Генри был в ярости. Она сидела на краю кровати в своем летнем платье без бретелек, которое ему нравилось больше всего, подобрав под себя ноги, и довольно спокойно говорила ему, что собирается переехать в Хараре.
— Здесь невыносимо, — сказала она, вытягивая тоненькую ниточку из шва на платье. Генри смотрел на нее, не в силах вымолвить ни слова.

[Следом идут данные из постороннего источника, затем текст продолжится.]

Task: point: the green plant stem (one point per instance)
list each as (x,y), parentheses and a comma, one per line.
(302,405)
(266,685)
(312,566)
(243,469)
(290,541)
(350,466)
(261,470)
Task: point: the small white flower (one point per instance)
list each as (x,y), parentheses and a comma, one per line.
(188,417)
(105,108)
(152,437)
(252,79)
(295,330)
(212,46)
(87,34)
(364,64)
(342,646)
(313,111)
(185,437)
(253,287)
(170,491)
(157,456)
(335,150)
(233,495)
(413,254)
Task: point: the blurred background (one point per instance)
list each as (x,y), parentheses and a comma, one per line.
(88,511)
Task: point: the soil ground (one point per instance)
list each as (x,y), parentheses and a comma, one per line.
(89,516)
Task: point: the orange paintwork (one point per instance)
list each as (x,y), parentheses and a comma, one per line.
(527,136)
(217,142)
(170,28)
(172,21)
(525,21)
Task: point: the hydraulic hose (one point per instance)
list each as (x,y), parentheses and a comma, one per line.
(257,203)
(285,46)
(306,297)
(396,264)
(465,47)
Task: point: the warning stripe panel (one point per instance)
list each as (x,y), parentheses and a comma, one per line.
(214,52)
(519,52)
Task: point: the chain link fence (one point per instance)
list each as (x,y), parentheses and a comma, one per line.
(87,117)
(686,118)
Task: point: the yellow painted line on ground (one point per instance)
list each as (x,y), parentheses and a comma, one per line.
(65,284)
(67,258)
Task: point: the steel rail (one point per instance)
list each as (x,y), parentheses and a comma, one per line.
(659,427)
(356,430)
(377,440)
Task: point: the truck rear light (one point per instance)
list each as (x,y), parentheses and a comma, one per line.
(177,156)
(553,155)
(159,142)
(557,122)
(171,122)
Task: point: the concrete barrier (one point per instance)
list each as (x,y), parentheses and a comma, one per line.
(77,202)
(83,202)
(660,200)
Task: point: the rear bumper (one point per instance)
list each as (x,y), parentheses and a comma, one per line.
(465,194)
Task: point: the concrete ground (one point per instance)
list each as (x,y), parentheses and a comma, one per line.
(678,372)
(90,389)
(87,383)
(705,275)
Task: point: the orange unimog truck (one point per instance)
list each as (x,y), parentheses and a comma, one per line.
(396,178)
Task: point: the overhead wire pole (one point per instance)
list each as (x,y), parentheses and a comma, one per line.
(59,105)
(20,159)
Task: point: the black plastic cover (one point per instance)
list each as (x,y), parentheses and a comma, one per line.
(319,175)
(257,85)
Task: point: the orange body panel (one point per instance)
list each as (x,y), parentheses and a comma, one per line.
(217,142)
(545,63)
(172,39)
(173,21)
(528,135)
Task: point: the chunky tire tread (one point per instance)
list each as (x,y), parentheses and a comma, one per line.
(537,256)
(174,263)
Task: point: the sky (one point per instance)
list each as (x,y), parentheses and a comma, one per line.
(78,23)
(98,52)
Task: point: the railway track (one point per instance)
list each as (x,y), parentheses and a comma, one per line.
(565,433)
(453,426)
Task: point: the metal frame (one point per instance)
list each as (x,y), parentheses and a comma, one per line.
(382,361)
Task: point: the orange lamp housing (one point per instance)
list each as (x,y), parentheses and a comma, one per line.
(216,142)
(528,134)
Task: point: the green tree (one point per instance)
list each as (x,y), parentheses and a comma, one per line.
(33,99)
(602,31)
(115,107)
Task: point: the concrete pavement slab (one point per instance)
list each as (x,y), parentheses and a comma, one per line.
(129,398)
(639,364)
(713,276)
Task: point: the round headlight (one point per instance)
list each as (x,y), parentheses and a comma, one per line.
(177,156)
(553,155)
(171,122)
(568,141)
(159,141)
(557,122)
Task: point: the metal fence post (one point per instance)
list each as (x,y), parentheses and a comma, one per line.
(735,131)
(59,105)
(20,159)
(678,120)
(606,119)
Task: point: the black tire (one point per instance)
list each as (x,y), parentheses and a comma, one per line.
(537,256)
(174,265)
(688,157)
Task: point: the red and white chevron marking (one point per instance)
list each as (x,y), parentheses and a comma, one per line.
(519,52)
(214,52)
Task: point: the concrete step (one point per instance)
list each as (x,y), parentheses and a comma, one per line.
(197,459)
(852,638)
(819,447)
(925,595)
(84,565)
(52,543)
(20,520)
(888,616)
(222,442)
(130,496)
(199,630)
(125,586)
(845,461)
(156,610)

— С каких это пор? — спросил он наконец.
— О, всегда. В смысле, все было прекрасно, когда мы только приехали, но мне противно жить у черта на куличиках, и больше всего мне противны Фэафилды. Я просто не вижу в этом смысла.
— Смысла в чем?
— В том, чтобы притворяться, что ты все еще в Южной Родезии и что все по-прежнему. Годсон говорит…
— И кто этот чертов Годсон?
— Годсон Маримба. Он художник, я уже говорила тебе о нем. Он помогал мне.
— Помогал в чем? — ненароком вдруг вылетело у него. Маримба? Африканец? О боже… нет… только не снова.
— О, ради бога, Генри. Это не то, что ты подумал. Он женат.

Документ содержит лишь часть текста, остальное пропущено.